Cystic fibrosis causes mucus to damage the lungs and for many with the illness, a double lung transplant is the only way to extend life expectancy.

Since she was put on the transplant list, life has been on hold for the 25-year-old and her family as they waited for the call that would change their life.

She has twice raced across the border to Newcastle, where the operation would take place, after being told lungs were available – only to be devastated when they were not healthy enough for transplant.

After the second heartbreaking incident earlier this year, Lisa said: “Waiting on the transplant is becoming more difficult for me mentally. It's kind of like if someone's got cancer but they said we might give you chemo, we might not. We might call you in, we might not.”

As her illness became worse, she was reliant on oxygen and used a mobility scooter to get around.

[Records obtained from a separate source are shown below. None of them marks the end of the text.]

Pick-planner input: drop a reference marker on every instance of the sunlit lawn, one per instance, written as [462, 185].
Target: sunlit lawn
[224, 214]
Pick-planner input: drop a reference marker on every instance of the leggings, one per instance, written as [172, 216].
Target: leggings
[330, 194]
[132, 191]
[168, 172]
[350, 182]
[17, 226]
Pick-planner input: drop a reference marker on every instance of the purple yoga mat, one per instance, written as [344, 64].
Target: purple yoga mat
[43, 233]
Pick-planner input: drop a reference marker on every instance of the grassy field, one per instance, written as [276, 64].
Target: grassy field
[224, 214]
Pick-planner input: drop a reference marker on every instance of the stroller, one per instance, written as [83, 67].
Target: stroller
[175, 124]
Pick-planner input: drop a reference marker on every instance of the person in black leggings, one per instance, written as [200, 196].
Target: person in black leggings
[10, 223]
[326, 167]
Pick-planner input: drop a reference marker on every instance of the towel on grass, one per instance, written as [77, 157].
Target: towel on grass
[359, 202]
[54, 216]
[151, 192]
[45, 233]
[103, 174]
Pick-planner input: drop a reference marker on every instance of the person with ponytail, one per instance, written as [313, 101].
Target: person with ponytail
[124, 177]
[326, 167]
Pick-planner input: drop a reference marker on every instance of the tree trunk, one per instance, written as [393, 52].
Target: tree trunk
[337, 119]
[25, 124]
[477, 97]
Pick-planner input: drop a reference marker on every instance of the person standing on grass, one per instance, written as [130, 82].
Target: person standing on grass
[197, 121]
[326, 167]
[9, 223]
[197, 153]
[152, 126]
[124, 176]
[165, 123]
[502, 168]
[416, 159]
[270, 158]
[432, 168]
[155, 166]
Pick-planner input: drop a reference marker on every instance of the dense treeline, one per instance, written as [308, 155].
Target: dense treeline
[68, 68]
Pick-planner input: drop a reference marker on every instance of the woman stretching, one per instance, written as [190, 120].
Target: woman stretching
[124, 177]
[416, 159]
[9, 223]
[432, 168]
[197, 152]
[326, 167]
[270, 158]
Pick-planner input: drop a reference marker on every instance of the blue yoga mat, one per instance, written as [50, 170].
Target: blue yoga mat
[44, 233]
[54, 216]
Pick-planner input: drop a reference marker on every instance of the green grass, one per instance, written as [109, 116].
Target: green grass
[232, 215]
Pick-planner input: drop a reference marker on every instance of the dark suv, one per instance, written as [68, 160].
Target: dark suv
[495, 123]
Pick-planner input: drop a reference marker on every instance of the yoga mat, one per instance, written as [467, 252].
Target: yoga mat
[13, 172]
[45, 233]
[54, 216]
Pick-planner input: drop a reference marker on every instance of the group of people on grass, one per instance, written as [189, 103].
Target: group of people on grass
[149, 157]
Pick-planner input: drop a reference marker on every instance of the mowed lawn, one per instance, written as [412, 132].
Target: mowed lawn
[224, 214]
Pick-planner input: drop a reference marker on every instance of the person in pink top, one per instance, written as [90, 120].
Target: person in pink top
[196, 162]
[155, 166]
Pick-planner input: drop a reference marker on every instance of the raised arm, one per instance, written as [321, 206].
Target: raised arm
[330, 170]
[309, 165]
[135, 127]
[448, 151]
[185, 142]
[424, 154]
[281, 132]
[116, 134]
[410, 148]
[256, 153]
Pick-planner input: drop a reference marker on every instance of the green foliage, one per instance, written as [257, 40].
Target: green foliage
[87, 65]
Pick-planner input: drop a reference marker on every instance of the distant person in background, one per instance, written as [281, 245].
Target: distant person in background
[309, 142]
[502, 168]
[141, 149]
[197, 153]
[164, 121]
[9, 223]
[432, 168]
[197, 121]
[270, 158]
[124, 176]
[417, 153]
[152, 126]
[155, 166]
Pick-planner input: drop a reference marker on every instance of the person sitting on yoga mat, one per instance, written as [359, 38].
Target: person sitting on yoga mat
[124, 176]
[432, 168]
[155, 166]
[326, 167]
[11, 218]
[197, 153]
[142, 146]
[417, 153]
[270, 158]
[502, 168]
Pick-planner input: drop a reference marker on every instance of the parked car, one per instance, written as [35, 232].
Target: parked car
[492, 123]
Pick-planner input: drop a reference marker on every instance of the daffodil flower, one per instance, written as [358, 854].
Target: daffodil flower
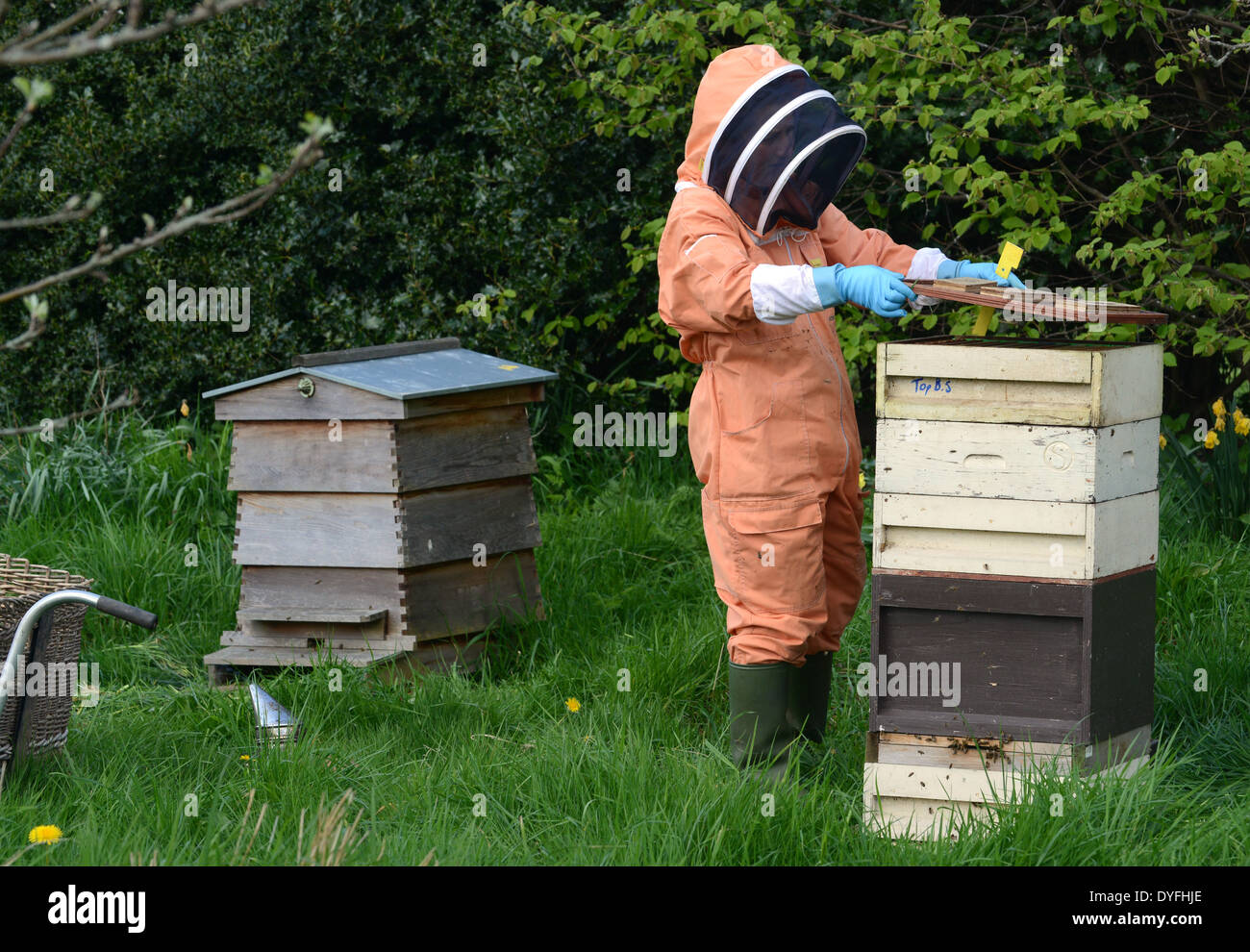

Lisa has become a local celebrity having appeared on the BBC's Transplant Tales programme last year. She was delighted to attend the Scottish BAFTAs and hob nob with celebrities when the series was nominated for an award.

More recently, she featured in a BBC Alba series on living with cystic fibrosis.

She has also been a tireless campaigner for getting people to sign up for the organ donor register.

Lisa backed an opt-out system similar to the one introduced in Wales last year. This means it is assumed you consent to having your organs donated unless you say otherwise.

A bill on the topic was narrowly defeated in the Scottish Parliament but there are moves to bring back the idea as it was the detail rather the principle MSPs objected to.